Er würde nie wieder eine Rivalin seiner Favoritin angreifen, hat Parche beteuert und treuherzig hinzugefügt: „Außerdem kennen mich ja jetzt alle.“ In der laufenden Verhandlung zementierte sich der erste Eindruck, der Angeklagte sein kein Mann, der über längere Zeit ein größeres Lügengebäude aufrechterhalten könnte. Offenbar hat er nur ein einziges Mal eine unwahre Angabe gemacht: Als er sich kurz vor der Tat im Hotel mit falschem Namen eintrug: „P. Günter“ schrieb Parche ins Gästebuch. Mehr gab seine Fantasie nicht her.

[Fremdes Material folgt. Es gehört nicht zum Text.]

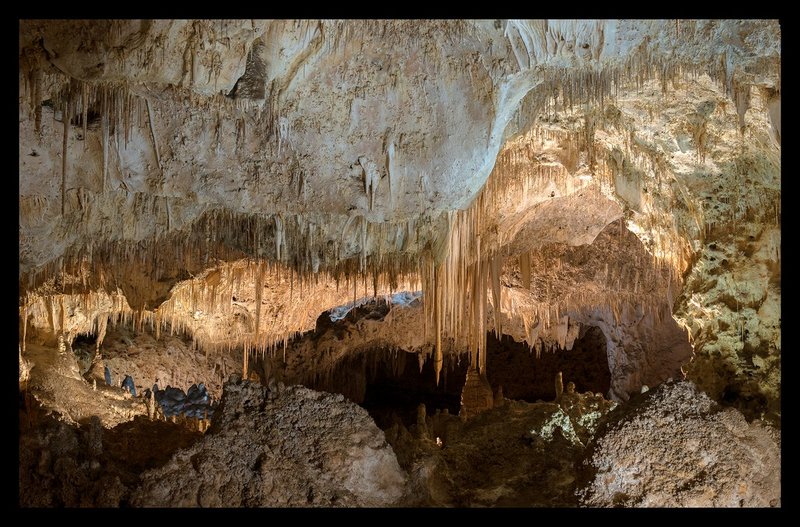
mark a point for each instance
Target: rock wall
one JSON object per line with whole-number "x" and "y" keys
{"x": 289, "y": 446}
{"x": 675, "y": 447}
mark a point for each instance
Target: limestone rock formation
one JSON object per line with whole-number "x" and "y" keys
{"x": 675, "y": 447}
{"x": 196, "y": 197}
{"x": 286, "y": 447}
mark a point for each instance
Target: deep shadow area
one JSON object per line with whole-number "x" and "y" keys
{"x": 389, "y": 385}
{"x": 523, "y": 376}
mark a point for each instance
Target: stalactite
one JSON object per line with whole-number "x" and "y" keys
{"x": 65, "y": 119}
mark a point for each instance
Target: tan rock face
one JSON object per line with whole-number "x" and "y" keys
{"x": 677, "y": 448}
{"x": 160, "y": 158}
{"x": 306, "y": 449}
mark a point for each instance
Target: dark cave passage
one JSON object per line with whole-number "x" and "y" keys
{"x": 389, "y": 384}
{"x": 523, "y": 376}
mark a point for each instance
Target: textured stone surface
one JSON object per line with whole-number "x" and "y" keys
{"x": 289, "y": 446}
{"x": 675, "y": 447}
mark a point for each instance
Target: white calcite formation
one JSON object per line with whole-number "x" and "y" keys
{"x": 233, "y": 179}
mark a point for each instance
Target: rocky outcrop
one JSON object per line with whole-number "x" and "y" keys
{"x": 675, "y": 447}
{"x": 476, "y": 396}
{"x": 285, "y": 446}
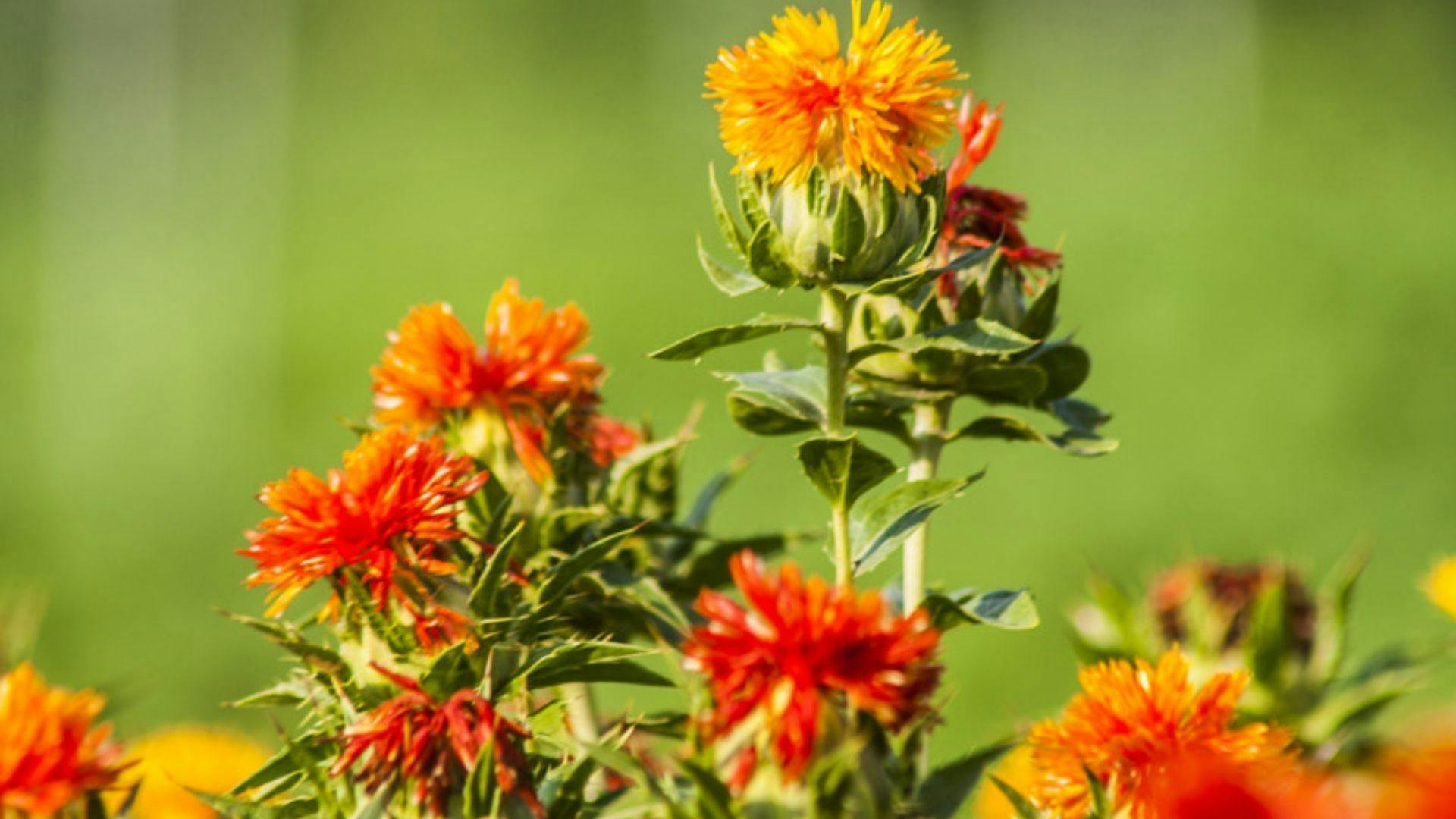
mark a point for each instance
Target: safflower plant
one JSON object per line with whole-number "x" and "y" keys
{"x": 494, "y": 548}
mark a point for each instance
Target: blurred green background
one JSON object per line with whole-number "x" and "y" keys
{"x": 210, "y": 215}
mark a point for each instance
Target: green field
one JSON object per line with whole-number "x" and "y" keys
{"x": 210, "y": 213}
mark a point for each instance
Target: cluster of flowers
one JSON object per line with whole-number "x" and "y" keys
{"x": 494, "y": 548}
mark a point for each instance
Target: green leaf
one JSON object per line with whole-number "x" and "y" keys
{"x": 730, "y": 280}
{"x": 883, "y": 525}
{"x": 766, "y": 259}
{"x": 593, "y": 661}
{"x": 848, "y": 237}
{"x": 1066, "y": 366}
{"x": 946, "y": 789}
{"x": 1101, "y": 805}
{"x": 702, "y": 341}
{"x": 1011, "y": 610}
{"x": 976, "y": 337}
{"x": 566, "y": 572}
{"x": 1006, "y": 382}
{"x": 843, "y": 468}
{"x": 1041, "y": 315}
{"x": 487, "y": 589}
{"x": 727, "y": 224}
{"x": 799, "y": 394}
{"x": 284, "y": 694}
{"x": 1332, "y": 617}
{"x": 761, "y": 416}
{"x": 1006, "y": 428}
{"x": 1019, "y": 803}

Dies alles war in der ersten Instanz schon deutlich geworden. Der Thüringer, der in der Nähe von Gera bei seiner Tante lebt und jedwede Veränderungen scheut, wurde wegen gefährlicher Körperverletzung zu einer Bewährungsstrafe von zwei Jahren verurteilt. Die von der Nebenklage und der Staatsanwaltschaft angestrengte Berufungsverhandlung war bisher nicht viel mehr als ein Scharmützel. Seles-Anwalt Gerhard Strate ließ zwei Tatzeugen aufmarschieren, die gesehen haben wollen, wie der Angeklagte „mit voller Wucht“ zugestoßen haben soll. Nach allen Regeln der Kunst wollen die Nebenkläger den Steffi Graf-Fanatiker eines versuchten Totschlags überführen. Ein Zeuge ergriff sogar das türkisfarbene Messer und stieß beim – nur bildlichen – Zustechen einen Schrei aus. Der Angeklagte sei mit den Armen auf eine Ballustrade geprallt und habe so sein (tödliches) Ziel am Hals der Monica Seles verfehlt. Die Verteidigung präsentierte ihrerseits Augenzeugen, die keine Tötungsabsicht erkennen konnten. Otmar Kury nannte die Zeugen der Nebenklage „eine Geisterarmee“ und verfolgte seine eigene Theorie: Parche habe ein scharfes Messer gewählt, um ohne viel Kraft eine oberflächliche Wunde zu hinterlassen. Flatterten die Roben allzu aufgeregt, bat die Vorsitzende Richterin Gertraut Göring energisch um „Ruhe“. Als einzige Prozeßbeteiligte war sie nicht auf Effekte bedacht, kein „Blasebalg am Medienfeuer“, wie der Verteidiger die Gegenseite beschimpfte.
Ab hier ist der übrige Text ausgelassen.